İstanbul'daki riskli binaların bir kısmını dönüştürdüklerini, eğitim ve sağlık yapıları dahil olmak üzere kamu binalarının depreme dayanıklılığını artırdıklarını işaret eden Kurum, "2012 yılından bu yana, 6306 sayılı Kanun'un yürürlüğe girmesiyle, İstanbul'un her bir ilçesinde kentsel dönüşüm faaliyetlerimizi kararlılıkla sürdürüyoruz. Bu kapsamda 505 bin bağımsız bölümün yıkımını gerçekleştirdik. Ve bugüne kadar bakanlık ve özel sektörle birlikte 903 bin bağımsız bölümün dönüşümünü tamamladık. Şu anda da 181 bin bağımsız bölümün dönüşüm çalışmalarına devam ediyoruz. Bugün İstanbul'umuzda; dönüşümü sokak sokak, mahalle mahalle, ilçe ilçe sürdürüyoruz. İşte Kağıthane'ye gittiğinizde bizim eserimizi görürsünüz. Güngören Tozkoparan'da, Gaziosmanpaşa’da, Üsküdar Ferah ve Kirazlıtepe mahallelerinde süratle devam eden deprem dönüşüm çalışmalarımıza şahit olursunuz. Ümraniye’de, Bağcılar’da, Kağıthane’de, Ateşehir Şerif Ali Çiftliğinde, kangrene dönmüş sorunların çözüldüğü Fikirtepe’de, sarı çizmeleriyle, beyaz baretleriyle bizim arkadaşlarımızı görürsünüz. Yine Esenler'imizdeki rezerv alanda, 60 bin konutluk dünyaya örnek dönüşüm projemize devam ediyoruz. Beykoz Tokatköy’de, Beyoğlu Okmeydanı'nda dönüşümün en güzel örneklerini gösteriyoruz. Bu süreçte, devlet olarak her zaman vatandaşlarımızın yanında oluyoruz. 2012 yılından bu yana, sadece İstanbul'da 15,5 milyar liralık kira yardımı olmak üzere toplamda 132 milyar lira destek ödemesi yaptık. Bu destekler, İstanbul’u daha güvenli ve sağlıklı bir şehir haline getirme yolunda kararlılıkla attığımız adımların bir göstergesidir" dedi.

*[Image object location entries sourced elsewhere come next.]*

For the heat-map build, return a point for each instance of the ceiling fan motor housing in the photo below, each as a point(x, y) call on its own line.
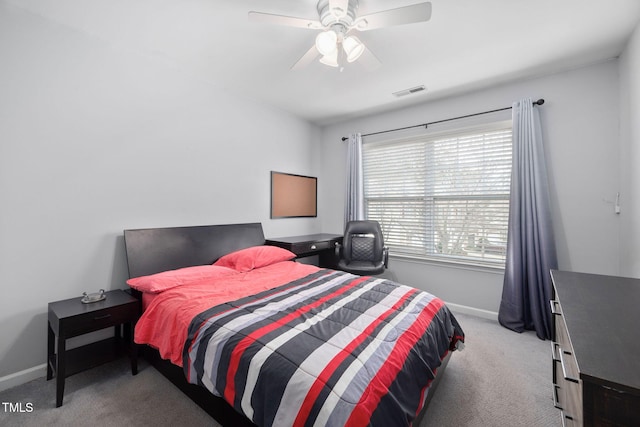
point(328, 18)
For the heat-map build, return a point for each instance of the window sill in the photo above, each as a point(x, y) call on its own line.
point(494, 269)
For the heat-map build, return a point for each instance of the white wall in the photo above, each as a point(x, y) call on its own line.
point(581, 131)
point(630, 156)
point(94, 140)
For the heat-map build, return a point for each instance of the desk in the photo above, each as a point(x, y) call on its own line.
point(322, 244)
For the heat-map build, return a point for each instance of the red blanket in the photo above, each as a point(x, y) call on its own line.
point(166, 319)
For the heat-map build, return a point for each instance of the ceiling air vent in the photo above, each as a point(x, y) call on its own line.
point(409, 91)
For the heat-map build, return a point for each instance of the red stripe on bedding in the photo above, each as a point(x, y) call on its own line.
point(230, 389)
point(326, 373)
point(379, 385)
point(205, 322)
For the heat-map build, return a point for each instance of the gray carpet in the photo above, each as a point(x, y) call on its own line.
point(501, 379)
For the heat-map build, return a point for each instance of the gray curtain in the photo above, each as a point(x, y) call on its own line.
point(531, 251)
point(354, 203)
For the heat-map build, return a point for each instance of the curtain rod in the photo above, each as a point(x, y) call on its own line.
point(538, 102)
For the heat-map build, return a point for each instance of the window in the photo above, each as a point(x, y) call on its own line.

Bakan Kurum, İstanbul'da kentsel dönüşüm uygulamalarını hızlandırmak amacıyla geçen yıl başlatılan 'Yarısı Bizden Kampanyası'na ilişkin de şunları kaydetti:
"Yarısı Bizden Kampanyamızda; 2,5 ayda tam 1 milyon 225 bin bağımsız bölüme ilişkin başvuru aldık. Projelerimizi, vatandaşlarımızla el ele vererek bitiriyoruz. Şimdi vatandaşımızın ihtiyaç duyduğu bazı iyileştirmeleri yapıyoruz; Yarısı Bizden'de yeni başvuru dönemini başlattık. Artık Yarısı Bizden'de tarih kısıtlamasını tamamen kaldırdık; 39 ilçemizde, vatandaşımızın süresiz başvuru yapmasının önünü açtık. Proje kapsamında hak sahiplerine 700 bin lirası hibe, 700 bin lirası kredi ve 100 bin lirası da tahliye desteği olmak üzere toplam 1,5 milyon liralık destek veriyoruz. Kredi geri ödemeleri ise yapı ruhsatının alınmasından 2 yıl sonra başlıyor. 10 yıl vadeli kredinin ödemesinin başladığı ilk yıl da faiz uygulanmıyor. Yine, yeni üretilecek projelerde, otopark ve sığınak alanlarını proje metrekaresinin dışında tutuyoruz. Hiçbir kardeşimizin, hak kaybı yaşamasına izin vermiyoruz. Yüklenici firmalarımız için de bir iyileştirme yapıyoruz. Söz konusu firmalarımıza işe başladıkları anda sözleşme bedelinin yüzde 30'unu hemen ödüyoruz. Böylece işi olabildiğince hızlandırıyoruz. Biz Yarısı Bizden Kampanyası ile hep birlikte İstanbul’umuzu en kısa sürede depreme, tüm afetlere hazırlıklı hale getireceğiz."